- O ministro Alexandre de Moraes, do STF, negou o pedido de visita do presidente nacional do PL, Valdemar da Costa Neto, a Jair Bolsonaro na prisão, por ele ser investigado nas mesmas imputações do ex-presidente.
- Moraes também indeferiu o pedido do senador Magno Malta (PL-ES), afirmando que ele tentou visitar Bolsonaro sem autorização judicial, o que colocaria em risco a disciplina e a segurança.
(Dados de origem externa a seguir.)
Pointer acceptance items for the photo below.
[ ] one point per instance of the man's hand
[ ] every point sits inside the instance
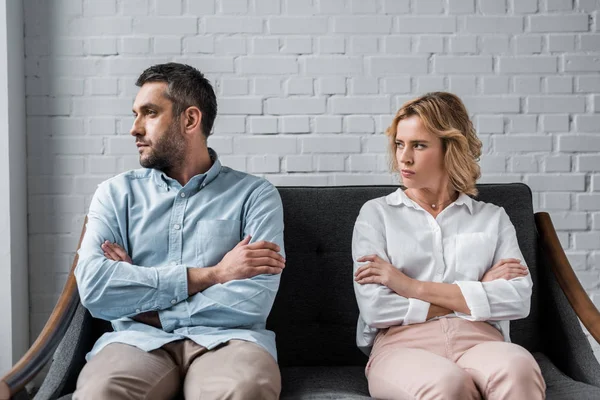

- Visitas de outros aliados de Bolsonaro foram autorizadas à Papudinha, em Brasília: Cabo Gilberto Silva (PL-PB), Hélio Negão (PL-RJ), Wilder Moraes (PL-GO) e Nabhan Garcia.
- O ministro atendeu ao pedido da defesa para que o padre Paulo Silva faça assistência religiosa a Bolsonaro; o religioso passa a somar-se a Robson Rodovalho e a Thiago Manzoni (PL-DF), que já têm autorização para visitas semanais.
O ministro do STF Alexandre de Moraes negou o pedido de visita do presidente nacional do PL, Valdemar da Costa Neto, a Jair Bolsonaro na prisão. Moraes explicou que Valdemar está sob investigação por tentativa de golpe, igual à imputação de Bolsonaro.
Além disso, Moraes rejeitou o pedido de visita do senador Magno Malta (PL-ES). O magistrado afirmou que o parlamentar tentou ingressar sem autorização judicial, o que poderia colocar em risco a disciplina do Batalhão e a segurança da custódia.
Visitas de outros aliados do ex-presidente foram autorizadas. Podem comparecer à Papudinha, em Brasília, o líder da oposição na Câmara, Cabo Gilberto Silva (PL-PB), o deputado Hélio Negão (PL-RJ), o senador Wilder Moraes (PL-GO) e o empresário Nabhan Garcia.
O ministro também autorizou a atuação religiosa no local. O padre Paulo Silva já poderá oferecer assistência a Bolsonaro, juntando-se a Robson Rodovalho e a Thiago Manzoni (PL-DF), que já tinham autorização para visitas semanais.